6. IV corticosteroids are important for long-term control but take longer to show effects, making them less suitable as the initial treatment for acute exacerbation.
A newly admitted patient is in acute pain, has not been sleeping well lately, and is having difficulty breathing. How should the nurse prioritize these problems?
- A. Breathing, pain, sleep
- B. Breathing, sleep, pain
- C. Sleep, breathing, pain
- D. Sleep, pain, breathing
Correct Answer: A
Rationale: The correct answer is A: Breathing, pain, sleep. Prioritizing breathing is crucial as it is a life-threatening issue. Pain should be addressed next to ensure the patient's comfort and well-being. Sleep can be addressed last as it is a lower priority compared to breathing and pain. Prioritizing in this order ensures the patient's immediate needs are met first.
Choice B is incorrect because sleep should not take precedence over pain when the patient is in acute pain. Choice C is incorrect because addressing sleep before breathing and pain can be detrimental to the patient's health. Choice D is incorrect because breathing should be the top priority over both pain and sleep.
What is the priority nursing intervention for a client with a history of asthma experiencing wheezing?
- A. Administer oxygen
- B. Apply a bronchodilator
- C. Apply a cold compress
- D. Encourage deep breathing
Correct Answer: A
Rationale: The priority nursing intervention for a client with asthma experiencing wheezing is to administer oxygen.

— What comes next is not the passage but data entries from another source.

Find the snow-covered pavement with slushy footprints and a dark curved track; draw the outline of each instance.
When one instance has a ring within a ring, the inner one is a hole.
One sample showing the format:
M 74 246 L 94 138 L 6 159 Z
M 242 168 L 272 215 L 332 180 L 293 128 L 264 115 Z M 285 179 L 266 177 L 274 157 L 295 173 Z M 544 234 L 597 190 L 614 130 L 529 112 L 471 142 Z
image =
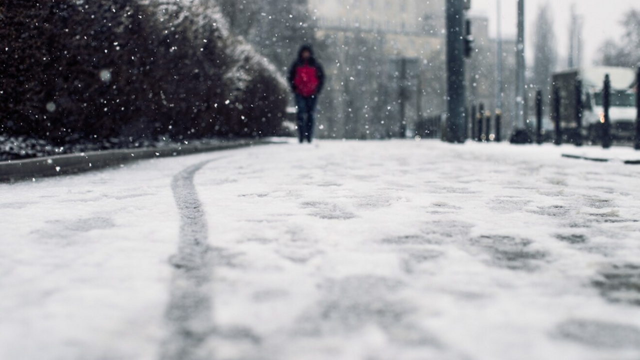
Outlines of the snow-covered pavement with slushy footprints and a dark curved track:
M 570 149 L 270 145 L 0 184 L 0 359 L 639 359 L 640 167 Z

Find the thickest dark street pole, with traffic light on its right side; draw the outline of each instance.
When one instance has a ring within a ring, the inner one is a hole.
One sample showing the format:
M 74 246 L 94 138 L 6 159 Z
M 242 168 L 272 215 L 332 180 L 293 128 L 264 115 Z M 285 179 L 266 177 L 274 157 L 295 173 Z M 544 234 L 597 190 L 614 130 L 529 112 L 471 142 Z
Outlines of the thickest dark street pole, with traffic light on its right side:
M 446 139 L 465 142 L 465 16 L 464 0 L 447 0 L 447 111 Z

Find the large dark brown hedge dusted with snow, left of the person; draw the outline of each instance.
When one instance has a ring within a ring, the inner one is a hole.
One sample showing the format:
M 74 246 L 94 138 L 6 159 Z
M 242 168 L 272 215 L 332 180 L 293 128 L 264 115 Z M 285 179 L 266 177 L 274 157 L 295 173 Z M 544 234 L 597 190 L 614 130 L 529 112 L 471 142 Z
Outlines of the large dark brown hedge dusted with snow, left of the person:
M 0 4 L 0 133 L 268 136 L 287 85 L 212 0 Z

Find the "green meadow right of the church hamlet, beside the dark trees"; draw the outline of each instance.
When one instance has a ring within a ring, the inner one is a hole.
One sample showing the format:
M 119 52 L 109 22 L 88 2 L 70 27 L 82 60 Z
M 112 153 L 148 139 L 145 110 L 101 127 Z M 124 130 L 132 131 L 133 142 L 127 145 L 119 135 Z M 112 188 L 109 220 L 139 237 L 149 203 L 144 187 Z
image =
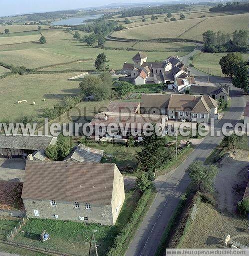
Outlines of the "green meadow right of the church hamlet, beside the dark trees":
M 209 71 L 212 75 L 224 76 L 219 61 L 226 55 L 227 53 L 201 53 L 195 58 L 193 65 L 206 73 Z M 248 54 L 242 56 L 245 61 L 248 60 Z

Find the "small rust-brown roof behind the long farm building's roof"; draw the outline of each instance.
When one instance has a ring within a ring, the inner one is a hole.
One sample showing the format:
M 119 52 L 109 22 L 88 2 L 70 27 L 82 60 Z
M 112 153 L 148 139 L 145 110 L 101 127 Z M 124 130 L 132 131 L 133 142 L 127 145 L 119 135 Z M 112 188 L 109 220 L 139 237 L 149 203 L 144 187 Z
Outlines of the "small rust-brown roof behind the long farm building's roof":
M 140 102 L 117 102 L 112 101 L 107 107 L 107 112 L 135 113 L 140 106 Z

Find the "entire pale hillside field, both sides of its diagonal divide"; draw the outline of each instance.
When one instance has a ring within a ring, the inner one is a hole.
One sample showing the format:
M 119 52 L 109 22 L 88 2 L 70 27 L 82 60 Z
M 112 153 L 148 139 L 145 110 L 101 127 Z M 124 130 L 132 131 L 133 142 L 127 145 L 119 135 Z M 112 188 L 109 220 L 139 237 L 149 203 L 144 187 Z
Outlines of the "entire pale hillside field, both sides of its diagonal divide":
M 145 22 L 146 23 L 146 22 Z M 202 33 L 207 30 L 222 30 L 233 33 L 236 29 L 248 28 L 248 13 L 221 15 L 205 18 L 187 18 L 185 20 L 163 23 L 141 24 L 132 28 L 112 33 L 114 37 L 128 39 L 184 38 L 202 40 Z

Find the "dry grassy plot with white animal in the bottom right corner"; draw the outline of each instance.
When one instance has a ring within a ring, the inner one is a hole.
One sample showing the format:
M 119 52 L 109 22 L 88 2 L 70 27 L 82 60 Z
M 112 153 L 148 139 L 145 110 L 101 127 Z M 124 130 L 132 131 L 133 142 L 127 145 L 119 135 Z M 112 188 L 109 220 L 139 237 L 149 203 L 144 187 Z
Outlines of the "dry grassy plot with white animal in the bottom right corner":
M 189 228 L 181 248 L 225 248 L 225 237 L 248 245 L 248 223 L 229 213 L 221 213 L 210 204 L 200 202 L 196 218 Z

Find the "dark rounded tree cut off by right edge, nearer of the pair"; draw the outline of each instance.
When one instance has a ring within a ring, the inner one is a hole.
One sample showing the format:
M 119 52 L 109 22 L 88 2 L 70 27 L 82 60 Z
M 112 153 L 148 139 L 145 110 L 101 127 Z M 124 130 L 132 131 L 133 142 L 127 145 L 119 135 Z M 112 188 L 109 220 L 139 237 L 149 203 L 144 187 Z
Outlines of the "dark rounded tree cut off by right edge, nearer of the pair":
M 249 92 L 249 79 L 248 79 L 248 65 L 242 63 L 239 65 L 234 73 L 233 85 L 237 88 L 243 89 L 245 93 Z

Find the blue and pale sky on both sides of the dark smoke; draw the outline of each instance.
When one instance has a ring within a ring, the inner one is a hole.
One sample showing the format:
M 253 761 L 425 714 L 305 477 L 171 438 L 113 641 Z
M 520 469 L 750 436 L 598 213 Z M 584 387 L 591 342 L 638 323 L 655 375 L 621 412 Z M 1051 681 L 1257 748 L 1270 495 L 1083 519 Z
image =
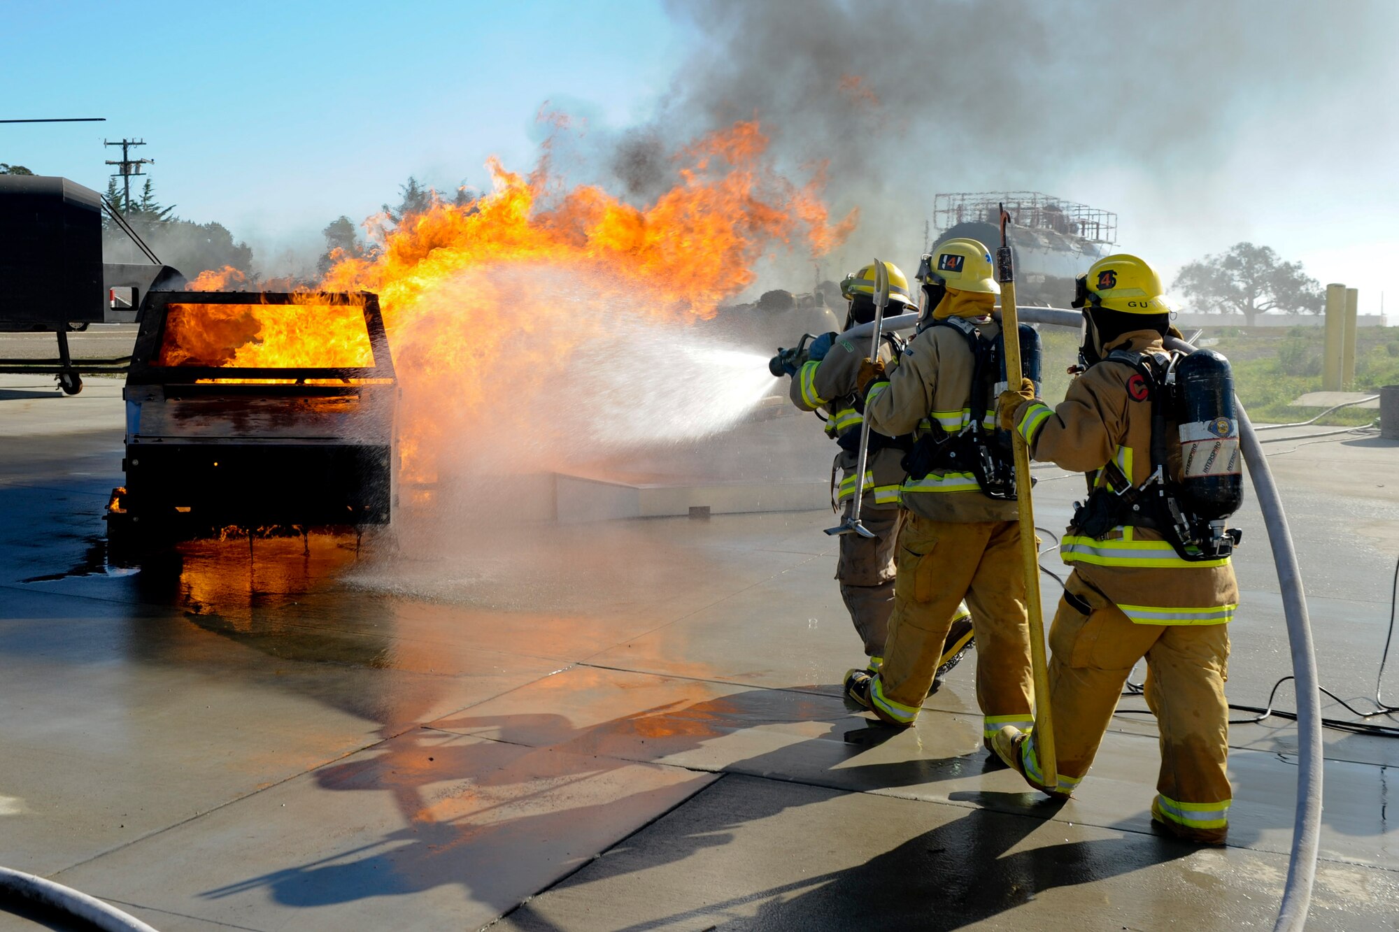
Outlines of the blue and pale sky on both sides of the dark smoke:
M 144 137 L 139 151 L 155 160 L 148 172 L 159 200 L 182 217 L 228 225 L 255 246 L 264 271 L 284 271 L 278 263 L 292 248 L 302 262 L 313 256 L 326 223 L 341 213 L 362 220 L 395 200 L 409 175 L 452 189 L 484 185 L 491 154 L 530 167 L 546 101 L 593 125 L 625 127 L 651 116 L 677 78 L 704 80 L 677 76 L 695 39 L 660 0 L 11 0 L 0 21 L 8 91 L 0 116 L 108 118 L 0 125 L 0 161 L 102 189 L 104 160 L 115 157 L 104 137 Z M 1395 46 L 1396 24 L 1399 15 L 1382 15 L 1361 25 L 1367 35 L 1384 32 L 1370 35 L 1371 55 Z M 905 36 L 901 49 L 922 55 L 935 39 Z M 1212 67 L 1189 52 L 1179 50 L 1161 81 L 1172 80 L 1171 67 Z M 1028 183 L 1115 210 L 1121 246 L 1165 277 L 1241 239 L 1263 242 L 1323 283 L 1358 287 L 1363 313 L 1377 312 L 1389 288 L 1385 311 L 1395 318 L 1399 56 L 1361 64 L 1295 62 L 1298 76 L 1340 76 L 1321 105 L 1272 99 L 1288 97 L 1284 88 L 1272 98 L 1259 92 L 1256 108 L 1242 101 L 1228 151 L 1205 164 L 1182 160 L 1153 174 L 1080 164 L 1042 178 L 964 181 L 981 189 Z M 965 165 L 975 167 L 968 155 Z M 911 202 L 932 193 L 909 192 Z M 866 211 L 866 230 L 880 220 Z M 900 252 L 912 256 L 916 246 Z

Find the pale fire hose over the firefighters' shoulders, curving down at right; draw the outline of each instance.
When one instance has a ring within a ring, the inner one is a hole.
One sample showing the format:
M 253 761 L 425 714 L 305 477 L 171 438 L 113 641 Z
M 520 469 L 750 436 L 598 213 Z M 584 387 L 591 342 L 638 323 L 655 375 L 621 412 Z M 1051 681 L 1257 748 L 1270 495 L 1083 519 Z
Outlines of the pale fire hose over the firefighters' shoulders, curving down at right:
M 1062 308 L 1021 308 L 1017 315 L 1024 323 L 1077 329 L 1083 313 Z M 909 330 L 918 323 L 916 313 L 886 318 L 883 329 Z M 865 337 L 873 325 L 862 323 L 841 336 Z M 1195 347 L 1185 340 L 1167 337 L 1167 347 L 1193 353 Z M 1277 484 L 1267 467 L 1267 458 L 1254 432 L 1238 397 L 1234 399 L 1238 413 L 1240 449 L 1248 463 L 1249 479 L 1254 480 L 1254 494 L 1263 512 L 1267 528 L 1267 542 L 1273 549 L 1273 564 L 1277 567 L 1277 584 L 1283 596 L 1283 616 L 1287 619 L 1287 640 L 1293 652 L 1293 676 L 1297 677 L 1297 814 L 1293 820 L 1293 849 L 1287 862 L 1287 882 L 1283 884 L 1283 901 L 1277 912 L 1274 931 L 1301 929 L 1311 907 L 1312 883 L 1316 879 L 1316 849 L 1321 844 L 1321 684 L 1316 675 L 1316 654 L 1312 648 L 1311 621 L 1307 617 L 1307 593 L 1302 591 L 1301 570 L 1297 565 L 1297 550 L 1287 528 L 1287 515 L 1277 494 Z

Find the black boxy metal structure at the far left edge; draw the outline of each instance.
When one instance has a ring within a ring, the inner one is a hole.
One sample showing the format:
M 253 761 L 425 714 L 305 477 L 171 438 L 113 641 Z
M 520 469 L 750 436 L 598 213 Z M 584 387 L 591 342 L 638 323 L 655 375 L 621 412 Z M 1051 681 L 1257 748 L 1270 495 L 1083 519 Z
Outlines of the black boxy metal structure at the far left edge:
M 0 175 L 0 332 L 101 323 L 102 200 L 67 178 Z

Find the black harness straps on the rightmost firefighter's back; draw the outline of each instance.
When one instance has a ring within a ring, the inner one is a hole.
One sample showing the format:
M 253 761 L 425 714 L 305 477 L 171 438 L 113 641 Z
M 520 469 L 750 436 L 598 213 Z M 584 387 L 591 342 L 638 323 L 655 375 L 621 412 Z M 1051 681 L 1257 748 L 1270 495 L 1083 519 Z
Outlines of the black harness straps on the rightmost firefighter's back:
M 1151 473 L 1140 486 L 1115 460 L 1088 473 L 1088 497 L 1074 502 L 1073 526 L 1102 540 L 1115 528 L 1137 526 L 1160 532 L 1181 560 L 1202 563 L 1233 554 L 1242 532 L 1210 522 L 1193 508 L 1189 491 L 1175 481 L 1167 465 L 1168 423 L 1179 410 L 1175 364 L 1181 354 L 1114 350 L 1104 362 L 1123 362 L 1136 369 L 1128 381 L 1133 400 L 1151 402 Z M 1140 379 L 1140 381 L 1139 381 Z M 1144 396 L 1137 392 L 1144 392 Z

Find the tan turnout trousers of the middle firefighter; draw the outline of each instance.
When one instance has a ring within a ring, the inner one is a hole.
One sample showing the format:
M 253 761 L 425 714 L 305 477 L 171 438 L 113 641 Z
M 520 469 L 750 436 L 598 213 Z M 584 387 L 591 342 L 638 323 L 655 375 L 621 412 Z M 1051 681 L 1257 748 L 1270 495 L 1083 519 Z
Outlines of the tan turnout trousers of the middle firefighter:
M 870 689 L 876 712 L 911 723 L 937 672 L 963 599 L 977 638 L 977 702 L 985 733 L 1028 729 L 1034 675 L 1020 526 L 1013 521 L 947 522 L 909 512 L 898 537 L 894 614 L 884 666 Z

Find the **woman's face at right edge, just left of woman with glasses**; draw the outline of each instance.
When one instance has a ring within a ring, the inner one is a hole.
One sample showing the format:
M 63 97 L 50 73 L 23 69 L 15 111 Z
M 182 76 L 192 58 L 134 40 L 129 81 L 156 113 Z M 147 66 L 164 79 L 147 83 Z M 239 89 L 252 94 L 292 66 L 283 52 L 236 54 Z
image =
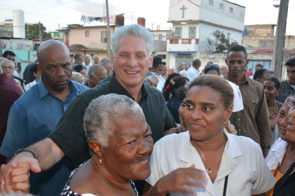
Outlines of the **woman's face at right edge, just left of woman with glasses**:
M 290 107 L 287 105 L 287 102 L 285 102 L 282 108 L 280 109 L 278 117 L 276 119 L 280 136 L 284 141 L 287 140 L 286 132 L 287 132 L 287 126 L 288 126 L 289 109 Z

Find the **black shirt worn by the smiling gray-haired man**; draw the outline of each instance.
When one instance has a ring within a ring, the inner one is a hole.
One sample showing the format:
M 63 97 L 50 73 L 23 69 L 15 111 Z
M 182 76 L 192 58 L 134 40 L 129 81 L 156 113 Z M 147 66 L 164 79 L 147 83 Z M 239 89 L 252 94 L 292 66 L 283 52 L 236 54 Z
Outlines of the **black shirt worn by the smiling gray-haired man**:
M 151 127 L 154 142 L 156 142 L 164 136 L 164 131 L 174 128 L 176 125 L 160 91 L 143 85 L 141 92 L 142 97 L 138 104 L 143 110 L 145 119 Z M 134 100 L 113 74 L 109 81 L 78 95 L 55 130 L 48 136 L 77 167 L 90 158 L 83 127 L 85 110 L 93 99 L 109 93 L 126 95 Z

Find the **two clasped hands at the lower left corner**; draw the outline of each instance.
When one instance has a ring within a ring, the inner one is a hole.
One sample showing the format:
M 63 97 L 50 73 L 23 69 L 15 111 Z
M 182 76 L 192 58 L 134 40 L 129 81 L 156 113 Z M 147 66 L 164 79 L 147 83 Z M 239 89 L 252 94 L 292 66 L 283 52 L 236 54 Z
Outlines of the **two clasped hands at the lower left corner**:
M 7 165 L 1 165 L 0 193 L 26 193 L 29 189 L 28 174 L 41 172 L 38 160 L 29 152 L 15 155 Z

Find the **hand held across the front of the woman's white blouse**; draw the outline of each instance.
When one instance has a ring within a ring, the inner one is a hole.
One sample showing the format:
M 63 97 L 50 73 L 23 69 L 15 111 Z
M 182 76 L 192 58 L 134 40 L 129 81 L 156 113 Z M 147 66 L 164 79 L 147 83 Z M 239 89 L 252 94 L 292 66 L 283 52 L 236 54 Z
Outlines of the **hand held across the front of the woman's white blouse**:
M 206 184 L 207 178 L 205 177 L 205 172 L 196 169 L 195 165 L 193 164 L 189 168 L 179 168 L 174 170 L 170 174 L 162 177 L 155 184 L 154 190 L 157 190 L 156 192 L 161 194 L 186 193 L 197 195 L 197 193 L 189 187 L 204 189 L 206 187 Z

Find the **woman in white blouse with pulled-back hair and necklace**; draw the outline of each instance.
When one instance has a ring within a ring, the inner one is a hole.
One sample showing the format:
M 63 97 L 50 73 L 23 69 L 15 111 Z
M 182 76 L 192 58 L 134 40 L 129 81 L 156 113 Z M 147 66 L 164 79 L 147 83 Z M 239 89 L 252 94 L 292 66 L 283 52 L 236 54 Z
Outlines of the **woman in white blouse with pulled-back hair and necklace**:
M 144 196 L 251 196 L 274 186 L 259 144 L 225 131 L 232 104 L 233 89 L 222 77 L 205 74 L 190 83 L 184 111 L 189 131 L 155 143 Z

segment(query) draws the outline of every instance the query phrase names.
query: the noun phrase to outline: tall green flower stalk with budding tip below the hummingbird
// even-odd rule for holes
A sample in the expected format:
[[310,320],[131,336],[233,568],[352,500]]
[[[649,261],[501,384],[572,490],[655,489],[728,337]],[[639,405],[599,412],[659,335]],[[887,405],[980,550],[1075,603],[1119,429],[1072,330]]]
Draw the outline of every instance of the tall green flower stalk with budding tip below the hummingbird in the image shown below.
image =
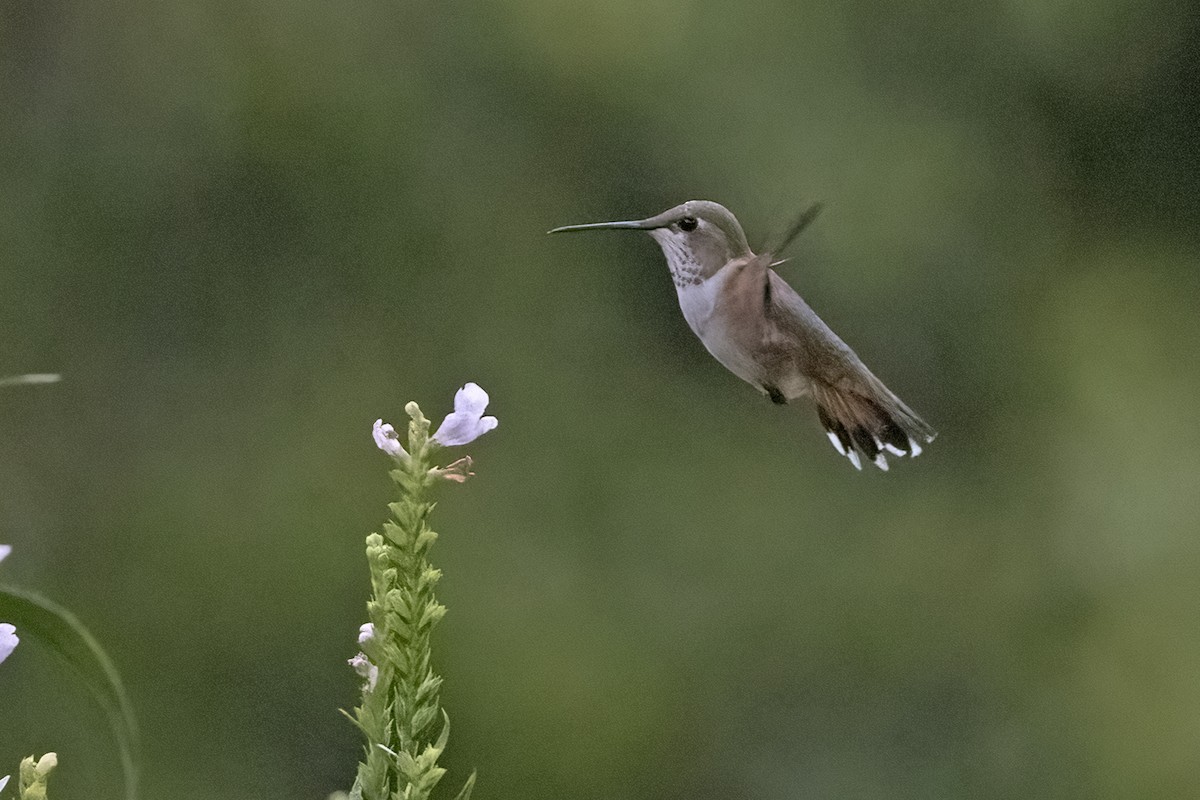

Wheezing indicates airway constriction and decreased oxygenation, making oxygen crucial for adequate tissue perfusion. Administering oxygen helps improve oxygen levels, alleviate respiratory distress, and prevent hypoxemia. Applying a bronchodilator (Choice B) may be beneficial after oxygen is administered. Applying a cold compress (Choice C) is not indicated for asthma exacerbations, and encouraging deep breathing (Choice D) may worsen respiratory distress in a client with wheezing. In summary, administering oxygen is the priority intervention to address the immediate respiratory needs of the client with asthma and wheezing.